Was ist das Feuer? Es kann sich um irgendeine Prüfung handeln, die Satan über einen Christen bringt. Dazu mögen Gruppenzwang, fleischliche Verlockungen, Materialismus, Verfolgung, ja sogar die verderblichen Einflüsse des Zweifels gehören. Solche Prüfungen werden unweigerlich kommen. „Eines jeden Werk [wird] offenbar werden, denn der Tag wird es zeigen, weil er durch Feuer geoffenbart werden wird.“ Kluge Eltern „bauen“ oder formen die Persönlichkeit ihrer Kinder in der Erwartung künftiger Prüfungen. Sie sind jedoch zuversichtlich, daß diese mit der Hilfe Jehovas Prüfungen bestehen werden. Wenn Eltern diese Einstellung haben, werden sie sehr gesegnet werden.
Der Lohn
Paulus schrieb: „Wenn jemandes Werk, das er darauf gebaut hat, bleibt, wird er Lohn empfangen“ (1. Korinther 3:14). Der Apostel Paulus erhielt einen Lohn. Er schrieb an Christen in Thessalonich, wo er ebenfalls „gebaut“ hatte: „Denn was ist unsere Hoffnung oder Freude oder Krone des Frohlockens — nun, seid nicht tatsächlich ihr es? — vor unserem Herrn Jesus bei seiner Gegenwart? Sicherlich seid ihr unsere Herrlichkeit und Freude“ (1. Thessalonicher 2:19, 20).

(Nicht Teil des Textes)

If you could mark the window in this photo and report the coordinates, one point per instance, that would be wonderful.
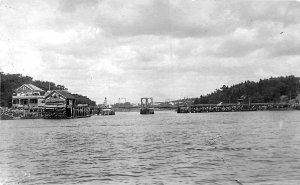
(33, 100)
(15, 101)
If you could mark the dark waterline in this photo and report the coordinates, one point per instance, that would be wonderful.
(164, 148)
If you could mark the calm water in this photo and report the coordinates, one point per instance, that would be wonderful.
(164, 148)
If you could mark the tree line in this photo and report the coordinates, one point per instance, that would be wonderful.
(10, 82)
(272, 90)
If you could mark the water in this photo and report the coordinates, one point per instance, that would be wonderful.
(164, 148)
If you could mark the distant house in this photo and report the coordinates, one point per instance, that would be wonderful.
(62, 104)
(60, 99)
(28, 96)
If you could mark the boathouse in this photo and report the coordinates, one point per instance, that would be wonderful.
(147, 106)
(28, 97)
(60, 104)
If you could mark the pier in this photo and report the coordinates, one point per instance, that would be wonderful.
(202, 108)
(147, 106)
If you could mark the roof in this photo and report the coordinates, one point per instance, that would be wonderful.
(65, 94)
(31, 87)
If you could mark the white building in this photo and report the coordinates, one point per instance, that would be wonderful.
(28, 96)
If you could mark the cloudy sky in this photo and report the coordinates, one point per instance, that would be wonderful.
(166, 49)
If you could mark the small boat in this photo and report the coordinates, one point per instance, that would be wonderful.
(147, 106)
(107, 111)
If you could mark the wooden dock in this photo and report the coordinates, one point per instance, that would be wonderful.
(202, 108)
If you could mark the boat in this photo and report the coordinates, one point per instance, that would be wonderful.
(107, 111)
(147, 106)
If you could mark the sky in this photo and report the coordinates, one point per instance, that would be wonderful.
(165, 49)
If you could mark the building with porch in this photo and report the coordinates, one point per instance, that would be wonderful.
(28, 97)
(61, 104)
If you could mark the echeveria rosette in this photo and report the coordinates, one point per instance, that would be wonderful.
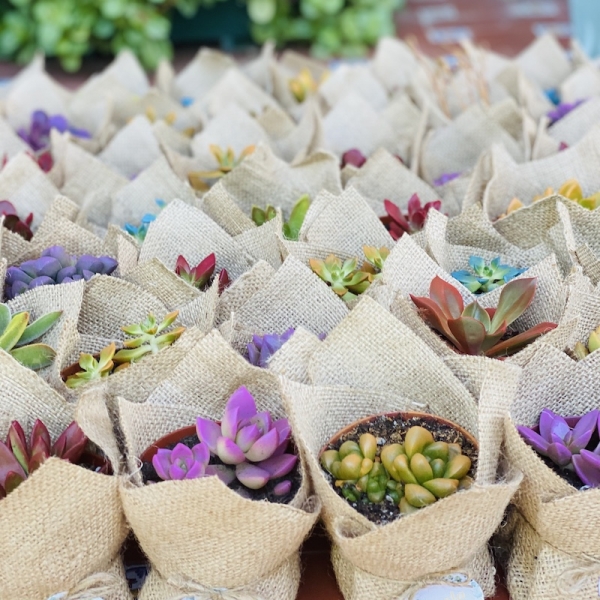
(250, 441)
(263, 347)
(38, 134)
(55, 266)
(486, 277)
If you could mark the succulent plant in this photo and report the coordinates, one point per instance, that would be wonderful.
(201, 275)
(581, 350)
(475, 330)
(428, 470)
(38, 133)
(92, 369)
(262, 347)
(343, 277)
(188, 463)
(398, 224)
(13, 223)
(53, 267)
(249, 441)
(139, 232)
(486, 277)
(358, 471)
(150, 338)
(226, 162)
(17, 337)
(18, 458)
(564, 442)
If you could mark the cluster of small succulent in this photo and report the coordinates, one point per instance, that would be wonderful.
(226, 162)
(570, 443)
(18, 337)
(581, 350)
(412, 475)
(486, 277)
(140, 231)
(201, 276)
(55, 266)
(476, 330)
(291, 228)
(13, 222)
(148, 337)
(19, 458)
(414, 220)
(250, 445)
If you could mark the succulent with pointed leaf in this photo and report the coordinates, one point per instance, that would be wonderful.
(18, 337)
(19, 457)
(475, 330)
(486, 277)
(251, 442)
(150, 338)
(343, 277)
(398, 224)
(262, 347)
(92, 369)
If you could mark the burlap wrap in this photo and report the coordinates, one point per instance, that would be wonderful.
(79, 552)
(547, 560)
(210, 554)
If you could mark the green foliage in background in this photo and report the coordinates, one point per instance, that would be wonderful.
(70, 29)
(332, 27)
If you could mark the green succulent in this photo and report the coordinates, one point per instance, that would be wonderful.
(18, 337)
(358, 471)
(428, 470)
(343, 277)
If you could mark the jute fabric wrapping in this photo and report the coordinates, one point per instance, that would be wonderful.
(139, 197)
(181, 229)
(383, 177)
(212, 514)
(133, 149)
(84, 508)
(567, 560)
(318, 413)
(457, 147)
(574, 126)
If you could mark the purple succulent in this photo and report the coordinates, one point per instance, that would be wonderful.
(250, 440)
(55, 266)
(262, 347)
(188, 463)
(38, 134)
(557, 439)
(562, 110)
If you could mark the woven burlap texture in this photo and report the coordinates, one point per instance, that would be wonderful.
(213, 515)
(566, 564)
(84, 509)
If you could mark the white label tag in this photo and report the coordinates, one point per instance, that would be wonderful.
(452, 587)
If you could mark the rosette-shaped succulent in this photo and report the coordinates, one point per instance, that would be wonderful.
(398, 224)
(201, 275)
(564, 442)
(18, 336)
(262, 347)
(581, 350)
(53, 267)
(486, 278)
(344, 278)
(474, 330)
(188, 463)
(19, 458)
(250, 441)
(429, 470)
(358, 471)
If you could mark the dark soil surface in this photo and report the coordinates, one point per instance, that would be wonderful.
(266, 493)
(392, 431)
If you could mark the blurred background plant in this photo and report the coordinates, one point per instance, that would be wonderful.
(71, 29)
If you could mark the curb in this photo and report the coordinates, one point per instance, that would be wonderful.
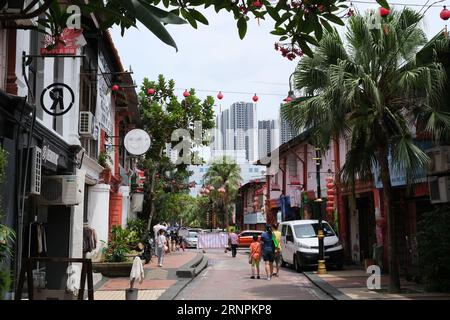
(200, 262)
(334, 293)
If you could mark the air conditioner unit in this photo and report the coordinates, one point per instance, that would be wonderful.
(36, 171)
(87, 125)
(439, 189)
(439, 159)
(61, 190)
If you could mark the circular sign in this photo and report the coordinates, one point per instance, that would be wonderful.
(56, 92)
(137, 142)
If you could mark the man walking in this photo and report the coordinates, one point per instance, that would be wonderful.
(277, 243)
(233, 243)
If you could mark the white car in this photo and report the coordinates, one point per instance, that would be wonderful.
(300, 245)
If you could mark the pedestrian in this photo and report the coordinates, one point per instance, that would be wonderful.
(161, 248)
(233, 243)
(277, 244)
(255, 256)
(268, 251)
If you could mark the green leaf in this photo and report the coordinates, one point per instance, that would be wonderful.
(164, 16)
(242, 27)
(326, 25)
(153, 24)
(333, 18)
(199, 17)
(305, 48)
(383, 3)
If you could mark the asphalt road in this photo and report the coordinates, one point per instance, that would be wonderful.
(228, 278)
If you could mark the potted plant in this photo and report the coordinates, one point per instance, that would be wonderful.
(116, 252)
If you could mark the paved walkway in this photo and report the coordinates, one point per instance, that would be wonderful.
(228, 278)
(158, 280)
(351, 284)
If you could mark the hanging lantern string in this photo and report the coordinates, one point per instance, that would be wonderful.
(237, 92)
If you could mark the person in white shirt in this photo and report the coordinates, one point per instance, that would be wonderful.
(161, 243)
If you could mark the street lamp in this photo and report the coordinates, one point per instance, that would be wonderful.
(321, 268)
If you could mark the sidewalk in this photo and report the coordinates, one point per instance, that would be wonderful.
(159, 282)
(351, 284)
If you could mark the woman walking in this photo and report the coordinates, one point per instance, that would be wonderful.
(161, 242)
(255, 256)
(268, 251)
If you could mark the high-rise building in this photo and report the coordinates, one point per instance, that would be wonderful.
(286, 131)
(236, 129)
(268, 137)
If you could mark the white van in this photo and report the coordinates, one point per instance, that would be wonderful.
(300, 245)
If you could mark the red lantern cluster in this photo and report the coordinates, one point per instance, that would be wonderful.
(384, 12)
(445, 14)
(330, 195)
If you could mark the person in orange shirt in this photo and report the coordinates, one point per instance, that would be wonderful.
(255, 256)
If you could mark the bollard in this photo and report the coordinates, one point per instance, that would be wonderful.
(131, 294)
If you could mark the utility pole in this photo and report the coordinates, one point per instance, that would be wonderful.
(321, 267)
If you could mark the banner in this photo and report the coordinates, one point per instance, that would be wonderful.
(212, 240)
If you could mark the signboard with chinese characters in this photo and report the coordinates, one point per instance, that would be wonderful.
(104, 98)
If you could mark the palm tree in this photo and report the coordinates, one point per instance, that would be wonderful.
(375, 90)
(224, 175)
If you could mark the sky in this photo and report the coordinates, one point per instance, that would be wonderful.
(213, 57)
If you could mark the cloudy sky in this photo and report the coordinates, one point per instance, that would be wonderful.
(214, 58)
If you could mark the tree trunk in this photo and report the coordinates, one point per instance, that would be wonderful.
(152, 190)
(394, 277)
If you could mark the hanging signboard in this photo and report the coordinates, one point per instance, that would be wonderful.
(56, 93)
(137, 142)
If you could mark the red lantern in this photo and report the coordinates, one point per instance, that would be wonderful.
(384, 12)
(445, 14)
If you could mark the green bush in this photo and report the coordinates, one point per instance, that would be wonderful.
(434, 248)
(117, 248)
(137, 229)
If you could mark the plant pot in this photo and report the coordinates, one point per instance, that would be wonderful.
(106, 175)
(113, 269)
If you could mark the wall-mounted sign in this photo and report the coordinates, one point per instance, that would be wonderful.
(137, 142)
(56, 92)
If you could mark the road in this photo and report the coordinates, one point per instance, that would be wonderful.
(228, 278)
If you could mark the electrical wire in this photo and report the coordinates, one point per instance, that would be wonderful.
(395, 3)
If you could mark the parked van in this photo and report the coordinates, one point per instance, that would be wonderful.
(300, 245)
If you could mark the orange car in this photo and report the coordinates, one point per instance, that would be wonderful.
(245, 238)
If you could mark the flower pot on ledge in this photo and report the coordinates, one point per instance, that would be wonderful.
(106, 175)
(113, 269)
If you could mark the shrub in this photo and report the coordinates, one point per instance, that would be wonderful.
(434, 247)
(117, 248)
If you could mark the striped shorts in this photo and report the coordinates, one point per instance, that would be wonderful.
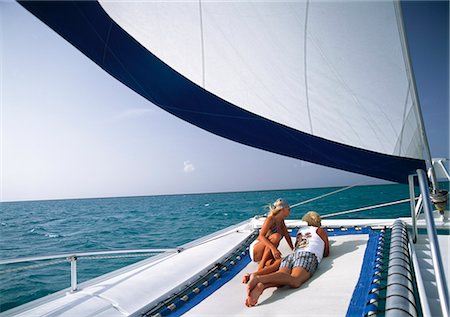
(304, 259)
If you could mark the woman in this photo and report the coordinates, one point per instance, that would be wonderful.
(265, 248)
(311, 246)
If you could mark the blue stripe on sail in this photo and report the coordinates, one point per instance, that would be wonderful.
(87, 26)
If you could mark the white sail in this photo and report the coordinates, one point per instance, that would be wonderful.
(331, 69)
(325, 82)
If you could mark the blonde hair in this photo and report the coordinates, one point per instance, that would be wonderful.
(312, 218)
(277, 206)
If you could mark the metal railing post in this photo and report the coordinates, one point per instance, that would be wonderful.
(412, 197)
(434, 244)
(73, 274)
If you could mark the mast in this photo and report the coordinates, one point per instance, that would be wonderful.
(415, 96)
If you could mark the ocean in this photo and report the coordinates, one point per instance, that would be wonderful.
(37, 228)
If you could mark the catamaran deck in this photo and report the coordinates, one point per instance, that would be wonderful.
(139, 288)
(334, 282)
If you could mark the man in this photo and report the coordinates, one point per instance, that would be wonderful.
(310, 247)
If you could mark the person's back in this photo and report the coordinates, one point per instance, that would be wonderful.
(309, 241)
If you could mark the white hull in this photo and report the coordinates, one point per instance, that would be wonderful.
(136, 289)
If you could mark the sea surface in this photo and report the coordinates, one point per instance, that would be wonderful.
(38, 228)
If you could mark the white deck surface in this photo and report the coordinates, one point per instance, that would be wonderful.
(327, 293)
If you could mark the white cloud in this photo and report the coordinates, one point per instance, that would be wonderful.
(129, 114)
(188, 167)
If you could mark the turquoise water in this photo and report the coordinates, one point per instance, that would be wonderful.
(82, 225)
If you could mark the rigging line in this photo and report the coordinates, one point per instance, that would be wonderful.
(305, 48)
(367, 208)
(325, 195)
(202, 42)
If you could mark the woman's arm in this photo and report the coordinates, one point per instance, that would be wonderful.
(323, 234)
(262, 237)
(287, 236)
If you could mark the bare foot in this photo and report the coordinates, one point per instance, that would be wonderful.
(253, 280)
(252, 298)
(245, 278)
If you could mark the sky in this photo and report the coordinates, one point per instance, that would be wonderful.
(69, 130)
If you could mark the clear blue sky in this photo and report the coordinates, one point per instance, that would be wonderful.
(69, 130)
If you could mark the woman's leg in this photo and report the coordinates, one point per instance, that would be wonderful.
(258, 250)
(257, 284)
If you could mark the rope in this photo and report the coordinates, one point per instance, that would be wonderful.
(366, 208)
(324, 195)
(79, 258)
(32, 266)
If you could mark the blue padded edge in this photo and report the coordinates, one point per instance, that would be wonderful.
(358, 302)
(218, 283)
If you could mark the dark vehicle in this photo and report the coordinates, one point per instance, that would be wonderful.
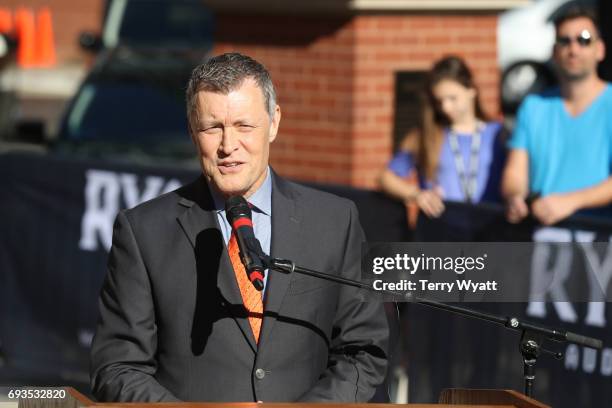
(152, 23)
(131, 106)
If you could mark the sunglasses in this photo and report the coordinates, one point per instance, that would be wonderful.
(584, 39)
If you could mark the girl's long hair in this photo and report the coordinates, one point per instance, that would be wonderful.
(427, 142)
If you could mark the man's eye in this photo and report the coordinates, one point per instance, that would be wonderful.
(212, 129)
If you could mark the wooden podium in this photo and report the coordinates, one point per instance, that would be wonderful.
(451, 398)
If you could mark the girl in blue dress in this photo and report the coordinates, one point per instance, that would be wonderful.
(457, 154)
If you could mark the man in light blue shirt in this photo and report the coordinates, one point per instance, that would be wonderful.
(562, 144)
(261, 206)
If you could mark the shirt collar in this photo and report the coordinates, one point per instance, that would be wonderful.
(261, 200)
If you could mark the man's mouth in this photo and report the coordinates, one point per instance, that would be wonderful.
(230, 167)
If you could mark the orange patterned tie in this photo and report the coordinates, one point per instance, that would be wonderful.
(251, 297)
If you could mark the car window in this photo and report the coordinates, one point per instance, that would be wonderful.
(186, 23)
(131, 113)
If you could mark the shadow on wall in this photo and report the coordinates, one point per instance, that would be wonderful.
(270, 30)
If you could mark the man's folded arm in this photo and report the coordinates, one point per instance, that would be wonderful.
(123, 361)
(358, 350)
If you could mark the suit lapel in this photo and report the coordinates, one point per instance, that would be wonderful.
(286, 221)
(198, 216)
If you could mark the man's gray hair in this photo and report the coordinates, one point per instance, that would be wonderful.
(225, 73)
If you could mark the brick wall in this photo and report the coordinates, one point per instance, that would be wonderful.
(335, 79)
(335, 75)
(70, 17)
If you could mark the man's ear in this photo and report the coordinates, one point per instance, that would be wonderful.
(601, 50)
(275, 121)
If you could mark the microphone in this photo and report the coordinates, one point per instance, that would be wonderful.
(238, 214)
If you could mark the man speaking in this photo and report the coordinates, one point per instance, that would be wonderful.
(179, 318)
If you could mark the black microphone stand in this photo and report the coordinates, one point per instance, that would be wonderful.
(532, 337)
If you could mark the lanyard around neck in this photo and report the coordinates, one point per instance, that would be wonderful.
(468, 181)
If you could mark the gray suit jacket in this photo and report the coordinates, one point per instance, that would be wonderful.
(172, 325)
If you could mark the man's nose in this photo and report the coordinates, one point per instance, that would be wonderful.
(229, 141)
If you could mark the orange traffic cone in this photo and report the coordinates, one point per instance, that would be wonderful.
(6, 21)
(24, 28)
(45, 43)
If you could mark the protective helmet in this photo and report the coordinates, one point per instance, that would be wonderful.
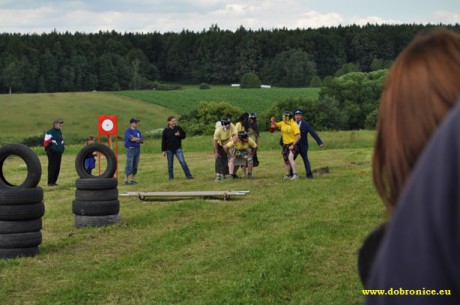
(242, 135)
(225, 121)
(288, 114)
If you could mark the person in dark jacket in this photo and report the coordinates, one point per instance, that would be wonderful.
(302, 146)
(421, 88)
(419, 259)
(171, 144)
(54, 147)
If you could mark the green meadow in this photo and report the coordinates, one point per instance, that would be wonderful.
(285, 242)
(249, 100)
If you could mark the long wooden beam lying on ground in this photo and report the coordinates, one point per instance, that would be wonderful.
(225, 194)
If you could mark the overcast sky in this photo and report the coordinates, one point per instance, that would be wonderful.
(89, 16)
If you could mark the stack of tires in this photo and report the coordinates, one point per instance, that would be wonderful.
(21, 206)
(96, 198)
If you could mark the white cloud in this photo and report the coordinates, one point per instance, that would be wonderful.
(175, 15)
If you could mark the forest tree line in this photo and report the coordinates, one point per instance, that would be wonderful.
(105, 61)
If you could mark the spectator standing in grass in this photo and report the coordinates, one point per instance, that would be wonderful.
(90, 161)
(241, 153)
(290, 133)
(222, 135)
(248, 122)
(302, 147)
(419, 247)
(133, 141)
(171, 145)
(54, 147)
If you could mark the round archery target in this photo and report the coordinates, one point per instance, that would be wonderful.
(107, 125)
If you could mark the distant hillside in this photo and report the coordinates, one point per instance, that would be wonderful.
(29, 115)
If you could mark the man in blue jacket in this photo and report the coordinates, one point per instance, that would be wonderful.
(302, 146)
(133, 141)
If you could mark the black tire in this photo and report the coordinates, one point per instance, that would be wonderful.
(21, 195)
(20, 240)
(96, 195)
(96, 221)
(19, 252)
(22, 211)
(20, 226)
(95, 208)
(96, 183)
(88, 151)
(30, 158)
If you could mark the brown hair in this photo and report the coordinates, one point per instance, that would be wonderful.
(422, 86)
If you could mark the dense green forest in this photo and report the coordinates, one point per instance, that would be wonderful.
(60, 62)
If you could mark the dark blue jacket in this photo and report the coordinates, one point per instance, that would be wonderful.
(305, 128)
(421, 249)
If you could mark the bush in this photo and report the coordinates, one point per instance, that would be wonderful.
(202, 121)
(34, 141)
(250, 80)
(311, 113)
(204, 86)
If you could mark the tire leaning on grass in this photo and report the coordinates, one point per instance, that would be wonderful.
(22, 211)
(96, 221)
(96, 183)
(95, 208)
(20, 226)
(21, 195)
(30, 158)
(18, 252)
(20, 240)
(88, 151)
(96, 195)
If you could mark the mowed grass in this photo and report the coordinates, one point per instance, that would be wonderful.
(29, 115)
(286, 242)
(250, 100)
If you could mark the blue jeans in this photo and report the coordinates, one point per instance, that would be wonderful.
(132, 160)
(180, 156)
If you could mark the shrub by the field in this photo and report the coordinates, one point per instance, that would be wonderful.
(204, 86)
(250, 80)
(202, 121)
(34, 141)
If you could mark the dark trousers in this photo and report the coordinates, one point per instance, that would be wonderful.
(304, 154)
(54, 166)
(222, 161)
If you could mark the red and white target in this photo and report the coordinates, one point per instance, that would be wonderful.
(108, 125)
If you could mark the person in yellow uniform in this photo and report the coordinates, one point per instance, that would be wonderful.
(222, 135)
(248, 122)
(291, 136)
(241, 153)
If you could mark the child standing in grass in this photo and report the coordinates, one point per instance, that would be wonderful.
(90, 161)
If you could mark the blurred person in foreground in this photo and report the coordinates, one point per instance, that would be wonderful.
(419, 248)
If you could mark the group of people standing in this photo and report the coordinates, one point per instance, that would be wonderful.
(235, 146)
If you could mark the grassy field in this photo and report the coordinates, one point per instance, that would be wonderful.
(250, 100)
(28, 115)
(286, 242)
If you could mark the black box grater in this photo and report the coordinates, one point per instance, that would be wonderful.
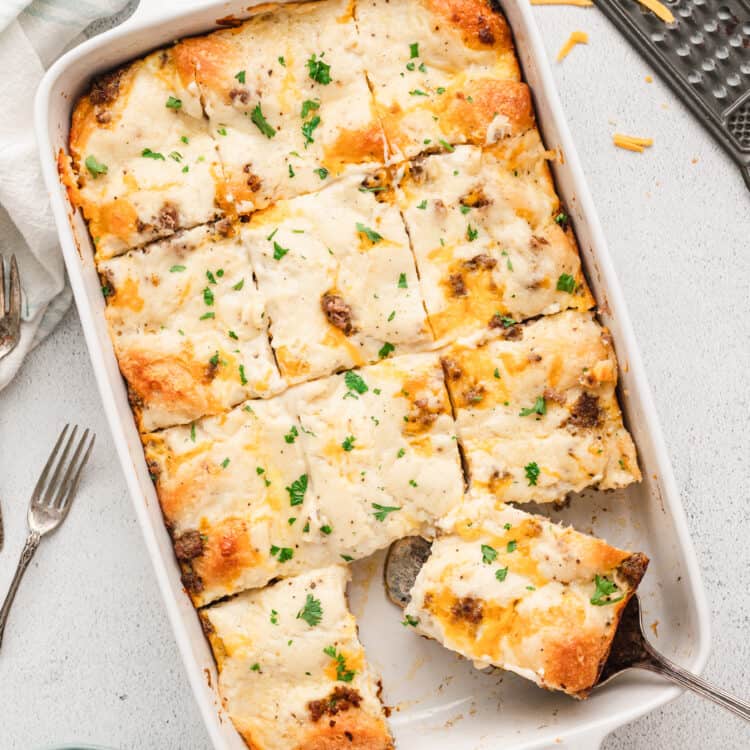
(704, 55)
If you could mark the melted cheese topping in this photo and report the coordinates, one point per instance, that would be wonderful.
(516, 591)
(258, 76)
(439, 70)
(188, 326)
(484, 235)
(342, 250)
(389, 450)
(278, 681)
(537, 413)
(131, 198)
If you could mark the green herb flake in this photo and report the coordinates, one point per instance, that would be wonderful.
(319, 71)
(312, 612)
(261, 123)
(297, 490)
(371, 234)
(532, 473)
(95, 167)
(488, 554)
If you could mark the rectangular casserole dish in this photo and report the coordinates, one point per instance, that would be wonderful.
(437, 701)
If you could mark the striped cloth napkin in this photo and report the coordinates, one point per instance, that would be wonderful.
(32, 36)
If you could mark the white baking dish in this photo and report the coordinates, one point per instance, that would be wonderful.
(439, 701)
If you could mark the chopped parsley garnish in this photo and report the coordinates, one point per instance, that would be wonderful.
(297, 490)
(386, 349)
(261, 123)
(94, 166)
(284, 553)
(566, 283)
(312, 612)
(319, 71)
(371, 234)
(307, 105)
(342, 673)
(540, 407)
(382, 511)
(308, 127)
(354, 382)
(532, 472)
(606, 592)
(488, 554)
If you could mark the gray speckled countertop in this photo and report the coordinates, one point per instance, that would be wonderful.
(88, 653)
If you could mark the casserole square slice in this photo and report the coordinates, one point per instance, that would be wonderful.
(516, 591)
(536, 409)
(287, 99)
(144, 163)
(382, 452)
(442, 72)
(234, 490)
(486, 231)
(339, 278)
(188, 326)
(292, 672)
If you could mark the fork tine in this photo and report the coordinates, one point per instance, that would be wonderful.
(2, 287)
(67, 500)
(50, 462)
(61, 489)
(14, 309)
(49, 492)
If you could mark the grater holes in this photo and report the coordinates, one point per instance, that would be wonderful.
(738, 123)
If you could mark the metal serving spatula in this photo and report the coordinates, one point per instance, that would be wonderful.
(704, 56)
(630, 647)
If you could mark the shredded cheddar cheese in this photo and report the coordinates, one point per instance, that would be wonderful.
(577, 37)
(576, 3)
(658, 9)
(631, 142)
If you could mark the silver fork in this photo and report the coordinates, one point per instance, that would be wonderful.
(10, 316)
(50, 501)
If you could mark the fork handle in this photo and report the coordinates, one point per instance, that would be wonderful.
(32, 542)
(670, 670)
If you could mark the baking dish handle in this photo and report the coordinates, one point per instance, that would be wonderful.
(149, 11)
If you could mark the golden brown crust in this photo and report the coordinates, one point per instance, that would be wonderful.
(355, 730)
(480, 26)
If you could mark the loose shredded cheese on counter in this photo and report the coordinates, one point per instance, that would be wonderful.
(577, 37)
(659, 9)
(631, 142)
(577, 3)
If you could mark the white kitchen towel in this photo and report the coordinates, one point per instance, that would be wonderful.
(32, 35)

Auch Wandas Mutter wurde so belohnt. Nach der Trennung von ihrer Mutter weinte sich die 12jährige Wanda zuerst in den Schlaf. Dann erinnerte sie sich an deren Rat, ihre Probleme Jehova im Gebet darzulegen. Sie betete, und bald darauf kam ihr der Gedanke, im Telefonbuch unter „Jehovas Zeugen“ nachzuschauen, um zu fragen, ob in der Nähe Brüder wohnten. So erfuhr sie, daß es in der Straße, wo ihr Vater wohnte, auch eine Familie von Zeugen gab. „War ich froh!“ sagte Wanda.
Aufgrund der Ermunterung von seiten dieser Familie sorgte Wanda dafür, daß ihre jüngeren Geschwister wieder an christlichen Aktivitäten teilnahmen. „Ich war dafür verantwortlich, daß wir für die Zusammenkünfte bereit waren“, erzählte sie. „Ich mußte unsere Wäsche waschen, meinen Geschwistern die Haare kämmen und mich vergewissern, daß wir sauber und anständig angezogen waren.“ Das war harte Arbeit für ein Mädchen, aber sie tat es. Einmal wollte der Vater den Kindern den Besuch der Zusammenkünfte verbieten, doch sie baten ihn so eindringlich, daß er sie gehen ließ.
Später kamen die Kinder wieder zur Mutter. Wanda ließ sich mit 15 Jahren taufen, und sie wollte am liebsten Missionarin werden. Ja, das Werk von Wandas Mutter bestand die Prüfung. Sie freute sich über den Lohn — zu sehen, wie ihre Tochter von sich aus fest für die Wahrheit einstand. Mögen alle christlichen Eltern, die ihren Kindern helfen, eine christliche Persönlichkeit zu entwickeln, ähnlichen Erfolg haben!
[Kasten auf Seite 27]
Wie der Artikel zeigt, bemühen sich Eltern angestrengt, in ihren Kindern eine christliche Persönlichkeit entstehen zu lassen, aber die Kinder tragen ebenfalls eine Verantwortung. Sie müssen wie alle Christen an sich arbeiten (Epheser 4:22-24). Eltern haben zwar die wunderbare Gelegenheit, ihnen dabei zu helfen, die Entscheidung, Jehova zu dienen, muß allerdings jeder letztlich selbst treffen.